/MINE-2.0-Paper

All code used to generate results in MINE 2.0 paper

Primary LanguageJupyter Notebook

MINE 2.0: enhanced biochemical coverage for peak identification in untargeted metabolomics

MINEs (Metabolic In silico Network Expansions) are databases of predicted biological compounds.

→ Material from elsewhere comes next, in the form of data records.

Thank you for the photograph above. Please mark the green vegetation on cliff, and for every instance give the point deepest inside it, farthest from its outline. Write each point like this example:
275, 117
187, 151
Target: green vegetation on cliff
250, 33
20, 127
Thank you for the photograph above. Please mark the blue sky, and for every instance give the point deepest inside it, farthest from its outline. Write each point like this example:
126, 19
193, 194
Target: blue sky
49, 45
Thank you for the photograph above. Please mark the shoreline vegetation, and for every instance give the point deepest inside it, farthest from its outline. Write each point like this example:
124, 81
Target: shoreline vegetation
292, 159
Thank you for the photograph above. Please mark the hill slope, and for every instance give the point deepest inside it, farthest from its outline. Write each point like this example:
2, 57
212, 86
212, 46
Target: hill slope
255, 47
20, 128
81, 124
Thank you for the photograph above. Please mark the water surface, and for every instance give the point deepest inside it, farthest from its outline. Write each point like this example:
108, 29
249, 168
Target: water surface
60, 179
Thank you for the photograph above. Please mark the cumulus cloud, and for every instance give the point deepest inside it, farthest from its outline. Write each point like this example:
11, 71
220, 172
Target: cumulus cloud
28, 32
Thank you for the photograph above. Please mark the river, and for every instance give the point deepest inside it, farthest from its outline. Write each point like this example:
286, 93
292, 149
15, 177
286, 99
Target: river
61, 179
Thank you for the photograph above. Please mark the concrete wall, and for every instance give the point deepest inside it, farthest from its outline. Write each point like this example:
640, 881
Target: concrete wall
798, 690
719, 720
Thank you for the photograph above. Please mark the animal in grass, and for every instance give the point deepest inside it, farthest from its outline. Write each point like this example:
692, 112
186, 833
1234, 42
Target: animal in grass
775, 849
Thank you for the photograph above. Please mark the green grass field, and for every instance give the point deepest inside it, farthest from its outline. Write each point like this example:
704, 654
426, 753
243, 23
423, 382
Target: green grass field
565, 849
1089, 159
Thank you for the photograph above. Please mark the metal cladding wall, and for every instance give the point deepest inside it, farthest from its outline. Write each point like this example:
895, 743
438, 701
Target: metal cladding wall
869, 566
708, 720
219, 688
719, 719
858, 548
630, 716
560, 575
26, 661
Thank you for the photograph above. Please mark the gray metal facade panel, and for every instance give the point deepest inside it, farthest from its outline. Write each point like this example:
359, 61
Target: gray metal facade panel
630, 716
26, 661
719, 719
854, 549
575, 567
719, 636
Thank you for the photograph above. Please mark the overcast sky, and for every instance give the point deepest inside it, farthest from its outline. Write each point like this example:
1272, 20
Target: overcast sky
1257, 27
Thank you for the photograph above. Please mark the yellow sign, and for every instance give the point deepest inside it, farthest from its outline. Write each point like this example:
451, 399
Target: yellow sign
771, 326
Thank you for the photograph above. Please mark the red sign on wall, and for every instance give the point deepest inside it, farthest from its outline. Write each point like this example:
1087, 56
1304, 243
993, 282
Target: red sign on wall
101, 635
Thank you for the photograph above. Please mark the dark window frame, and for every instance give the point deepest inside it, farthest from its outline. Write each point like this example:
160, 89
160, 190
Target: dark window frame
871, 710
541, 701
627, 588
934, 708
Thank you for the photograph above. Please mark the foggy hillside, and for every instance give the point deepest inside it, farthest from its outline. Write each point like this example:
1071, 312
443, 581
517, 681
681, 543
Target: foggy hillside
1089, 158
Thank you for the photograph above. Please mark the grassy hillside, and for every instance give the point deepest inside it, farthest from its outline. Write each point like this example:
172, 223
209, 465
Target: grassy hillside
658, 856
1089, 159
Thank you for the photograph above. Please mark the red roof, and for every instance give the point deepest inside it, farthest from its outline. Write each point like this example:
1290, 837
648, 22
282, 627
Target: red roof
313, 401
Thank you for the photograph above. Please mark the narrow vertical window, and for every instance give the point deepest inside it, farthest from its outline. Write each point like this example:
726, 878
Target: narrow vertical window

These compounds are predicted by applying biochemical reaction rules to known metabolites. The set of rules used to build MINE 2.0 is much more comprehensive than that used for MINE 1.0 (see the published ruleset here).

This repo contains all code used to generate results reported in the MINE 2.0 paper. If you use this code or MINE 2.0 itself, please cite the MINE 2.0 paper. If you don't have access to Oxford Bioinformatics, e-mail me at jonstrutz11@gmail.com, and I will be happy to send you a copy!

Finally, the MINE 2.0 website can be accessed here.

Notebooks

All notebooks located in ./02 Analyzed data/Notebooks_Final.

Table 1

  • No notebooks. All calculations for Table 1 were made by directly querying the MINE MongoDB.

Table 2

  • Mass_Bank_Coverage_KEGG.ipynb
  • Mass_Bank_Coverage_KEGG1.0.ipynb
  • Mass_Bank_Coverage_KEGG2.0.ipynb
  • Mass_Bank_Coverage_PubChem.ipynb
  • PubChem_Unique_Formulas.ipynb

Table 3

  • Sauer_Coverage_KEGG.ipynb
  • Sauer_Coverage_KEGG1.0.ipynb
  • Sauer_Coverage_KEGG2.0.ipynb
  • Sauer_Coverage_EcoCyc1.0.ipynb
  • Sauer_Coverage_EcoCyc2.0.ipynb
  • Sauer_Coverage_PubChem.ipynb

Other Notebooks

  • KEGG_Dataset_SMILES_to_Mass.ipynb (calculate mass for all KEGG compounds)
  • MassBank_MS2_Search_KEGG2.0 (for MS2-based search results in SI)

Final Notes

Note that to run most of the notebooks, I used a direct connection to our MongoDB database (rather than going through the MINE API) with my credentials stored in a credentials.txt file. To replicate this work, you will need to use the MINE API instead. You will also need to install minedatabase.

Also note that some large files are not present in this repo (see .gitignore) but are available upon request.